Kenanga Research & Investment

Pos Malaysia - Turns Positive at Pre-tax Level

kiasutrader
Publish date: Tue, 23 Aug 2022, 09:19 AM

POS’s 1HFY22 results met expectation. It turned in a profit at the pre-tax level for the first time in 15 quarters in 2QFY22 on the back of unrelenting cost cutting initiatives. On a more downbeat note, its conventional mail business will continue struggling to stay relevant in the digital age. Not helping either is the intensifying competition from new courier players including new in-house delivery service units of major e-commerce players.

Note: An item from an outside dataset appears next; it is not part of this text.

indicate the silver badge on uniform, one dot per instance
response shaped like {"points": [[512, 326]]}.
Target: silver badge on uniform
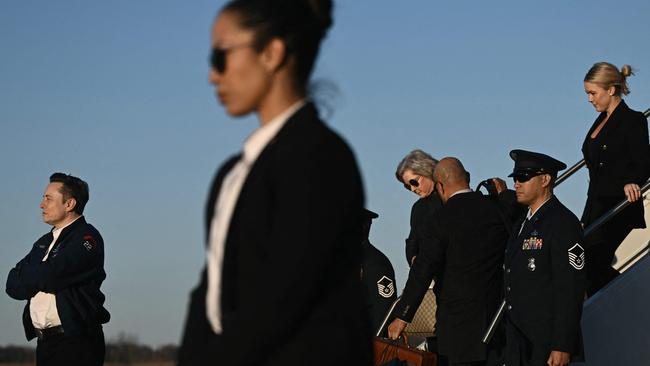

Maintain MP with a DCF-derived TP of RM0.55 (WACC: 6.8%; TG: 0%).

Within expectations. 1HFY22 core net loss of RM35.1m came in at 53% and 38% of our/consensus full-year loss forecast.

Results’ highlight, YoY, 1HFY22 core net loss narrowed more than half to RM35.1m despite lower revenue (-11%) mainly due to lower operating costs (-17%) driven by effective cost savings effort including the Mutual Separation Scheme (MSS) exercise last year. Postal segment sales (-17%) were affected by the shifting of purchasing trend from online shopping back to bricks-and-mortar shopping since the start of endemic phase, worsened by lower demand from major ecommerce players shifting towards internal delivery capabilities (i.e. Shopee shifting toward its own Shopee Express). Logistics segment sales (-17%) was in a seasonally lower trend and suffered adverse impact in its marine business from the coal export ban imposed by the Indonesian government in January 2022. On the other hand, stronger aviation sales (+17%) from the re-opening of international borders especially the re-activation of umrah charter flights drove in-flight catering higher.

Outlook. The conventional mail business of POS continues to struggle to stay relevant in the digital age (the digital economy of Malaysia expanded by 10% in 2020 and is projected to grow at a CAGR of 24% up to 2025). While the conventional mail volume of POS declined by an average of 13% annually between FY14 to FY21, we doubt that we have seen the bottom. Meanwhile, industry experts project the courier, express and parcel (CEP) market in Malaysia to expand by a CAGR of 9% between 2017 and 2027. Incumbent POS faces tremendous competition from new players such as J&T Express and Ninja Van that undercut aggressively on rates to expand their market shares. Players may be able to breathe a sigh of relief following a halt in the issuance of new courier licenses (14th Sept 2020 to 15th Sept 2022) and the introduction of a new courier licensing framework that may set in motion industry consolidation. On the other hand, with the reopening of international borders, the aviation division is on a recovery path with increased flights and cargo tonnages handled, higher utilisation at its warehouses (particularly by e-commence clients) and better demand for its ground handling services.

Maintain MARKET PERFORM with a DCF-derived TP of RM0.55 based on a discount rate equivalent to a WACC of 6.8% and a terminal growth rate of 0%. There is no adjustment to our TP based on ESG for which it is given a 3-star rating as appraised by us (see Page 4).

Risks to our call include: (i) crowded playing field, especially in the parcel delivery segment, (ii) escalation in costs, particularly labour and fuel, (iii) conventional mail service to eventually turn obsolete, and (iv) global recession hurting the demand for transport services.